2022 is the year of the explosion of artificial intelligence-generated content (AIGC). One of the popular directions is to edit pictures through text descriptions (text prompts). Existing methods usually rely on generative models trained on large-scale data sets, which not only results in high data acquisition and training costs, but also results in larger model sizes. These factors have brought a high threshold to the actual development and application of technology, limiting the development and creativity of AIGC.
In response to the above pain points, NetEase Interactive Entertainment AI Lab collaborated with Shanghai Jiao Tong University to conduct research and innovatively proposed a solution based on differentiable vector renderer - CLIPVG, for the first time It achieves text-guided image editing without relying on any generative model. This solution cleverly uses the characteristics of vector elements to constrain the optimization process, so it can not only avoid massive data requirements and high training overhead, but also achieve the optimal level of generation effects. The corresponding paper "CLIPVG: Text-Guided Image Manipulation Using Differentiable Vector Graphics" has been included in AAAI 2023.

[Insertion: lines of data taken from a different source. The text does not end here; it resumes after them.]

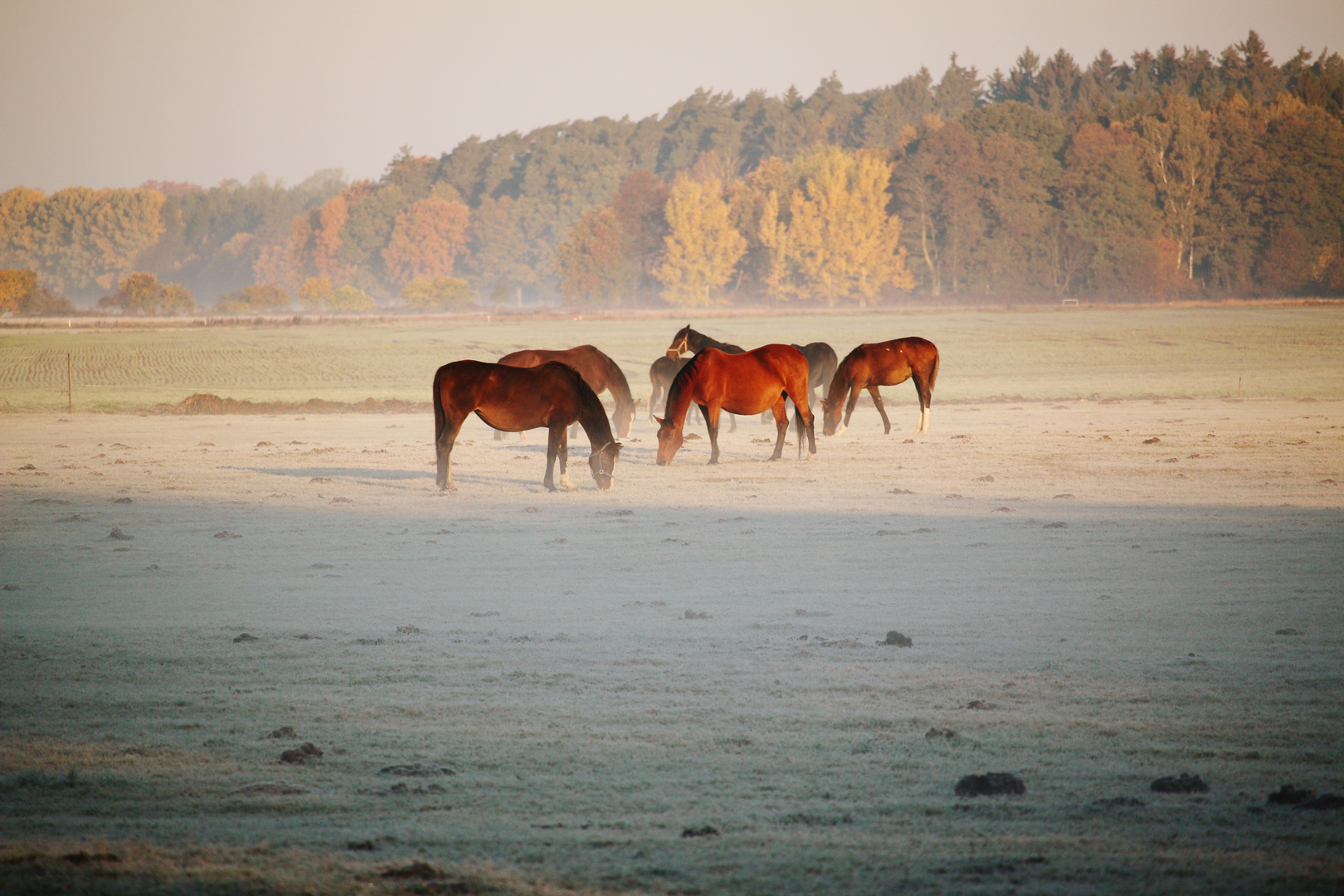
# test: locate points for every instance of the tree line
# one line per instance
(1170, 173)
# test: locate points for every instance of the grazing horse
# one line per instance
(745, 383)
(875, 364)
(689, 340)
(597, 370)
(515, 399)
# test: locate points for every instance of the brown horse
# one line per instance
(597, 370)
(875, 364)
(746, 383)
(515, 399)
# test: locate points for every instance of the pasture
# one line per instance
(1110, 567)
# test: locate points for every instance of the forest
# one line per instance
(1170, 175)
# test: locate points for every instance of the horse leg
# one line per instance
(563, 455)
(877, 403)
(711, 419)
(444, 448)
(849, 407)
(925, 402)
(782, 427)
(553, 450)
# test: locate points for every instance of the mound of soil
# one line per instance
(207, 403)
(1183, 785)
(996, 783)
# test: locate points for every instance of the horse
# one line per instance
(661, 373)
(821, 367)
(597, 370)
(523, 398)
(875, 364)
(745, 383)
(689, 340)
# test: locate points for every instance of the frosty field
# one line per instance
(1108, 578)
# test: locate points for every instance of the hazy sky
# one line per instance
(116, 93)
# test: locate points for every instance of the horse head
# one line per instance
(602, 464)
(670, 440)
(680, 343)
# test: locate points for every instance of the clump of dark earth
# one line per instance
(1118, 802)
(401, 790)
(1322, 802)
(1183, 785)
(273, 787)
(700, 832)
(416, 770)
(300, 755)
(84, 859)
(993, 785)
(416, 871)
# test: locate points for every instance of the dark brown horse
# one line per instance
(875, 364)
(821, 368)
(515, 399)
(661, 373)
(597, 370)
(745, 383)
(689, 340)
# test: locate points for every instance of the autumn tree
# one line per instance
(426, 240)
(437, 295)
(840, 241)
(702, 246)
(141, 293)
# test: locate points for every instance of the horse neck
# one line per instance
(617, 383)
(679, 395)
(593, 419)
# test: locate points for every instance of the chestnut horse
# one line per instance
(875, 364)
(597, 370)
(515, 399)
(745, 383)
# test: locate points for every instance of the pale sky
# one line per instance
(116, 93)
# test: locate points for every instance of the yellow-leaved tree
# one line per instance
(838, 241)
(702, 246)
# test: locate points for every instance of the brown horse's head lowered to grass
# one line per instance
(597, 370)
(746, 383)
(523, 398)
(875, 364)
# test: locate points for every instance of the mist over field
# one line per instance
(1112, 568)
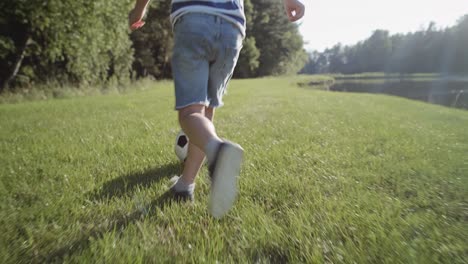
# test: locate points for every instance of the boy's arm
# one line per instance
(294, 9)
(136, 15)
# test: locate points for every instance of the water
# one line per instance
(448, 92)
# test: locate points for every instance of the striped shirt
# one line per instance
(231, 10)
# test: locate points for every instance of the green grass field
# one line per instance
(328, 177)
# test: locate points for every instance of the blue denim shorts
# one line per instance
(206, 49)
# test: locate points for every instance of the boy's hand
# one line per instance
(135, 19)
(294, 9)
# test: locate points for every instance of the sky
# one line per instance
(327, 22)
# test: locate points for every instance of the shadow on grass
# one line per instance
(118, 223)
(128, 183)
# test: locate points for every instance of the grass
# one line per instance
(327, 177)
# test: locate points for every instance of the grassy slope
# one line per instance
(327, 177)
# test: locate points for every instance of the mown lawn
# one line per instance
(327, 177)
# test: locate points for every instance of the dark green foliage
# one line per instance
(82, 42)
(278, 40)
(87, 42)
(429, 50)
(153, 43)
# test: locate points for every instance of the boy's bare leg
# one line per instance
(195, 155)
(224, 159)
(199, 129)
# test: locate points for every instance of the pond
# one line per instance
(452, 92)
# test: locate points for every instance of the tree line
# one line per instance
(82, 42)
(429, 50)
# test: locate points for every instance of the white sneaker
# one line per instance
(224, 171)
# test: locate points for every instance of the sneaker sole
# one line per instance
(224, 179)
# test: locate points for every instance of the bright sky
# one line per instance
(327, 22)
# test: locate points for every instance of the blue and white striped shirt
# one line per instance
(231, 10)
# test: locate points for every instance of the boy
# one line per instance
(208, 37)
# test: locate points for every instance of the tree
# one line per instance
(82, 42)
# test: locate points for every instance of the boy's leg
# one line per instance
(195, 156)
(199, 129)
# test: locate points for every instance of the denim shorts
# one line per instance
(206, 49)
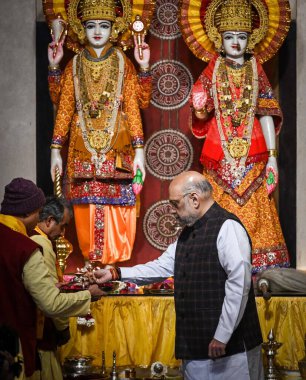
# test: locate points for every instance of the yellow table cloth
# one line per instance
(141, 329)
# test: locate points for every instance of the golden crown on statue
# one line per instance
(98, 10)
(236, 16)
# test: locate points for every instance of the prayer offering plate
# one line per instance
(112, 286)
(78, 364)
(160, 291)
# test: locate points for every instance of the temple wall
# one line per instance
(18, 101)
(17, 91)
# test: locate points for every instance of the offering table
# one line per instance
(141, 329)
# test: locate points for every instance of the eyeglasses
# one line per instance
(175, 202)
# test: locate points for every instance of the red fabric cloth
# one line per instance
(18, 309)
(212, 150)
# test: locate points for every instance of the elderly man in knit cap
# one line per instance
(25, 281)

- ##Paper address: https://arxiv.org/abs/2212.02122
- Open source code: https://github.com/NetEase-GameAI/clipvg
Some of the effects are as follows (in order) For face editing, car model modification, building generation, color change, pattern modification, font modification).
Ideas and technical background
From the perspective of the overall process, CLIPVG first proposed a multi-round vectorization method that can robustly convert pixel images into vectors domain and adapt to subsequent image editing needs. An ROI CLIP loss is then defined as the loss function to support guidance with different text for each region of interest (ROI). The entire optimization process uses a differentiable vector renderer to perform gradient calculations on vector parameters (such as color block colors, control points, etc.).CLIPVG combines technologies from two fields, one is text-guided image editing in the pixel domain, and the other is the generation of vector images. Next, the relevant technical background will be introduced in turn.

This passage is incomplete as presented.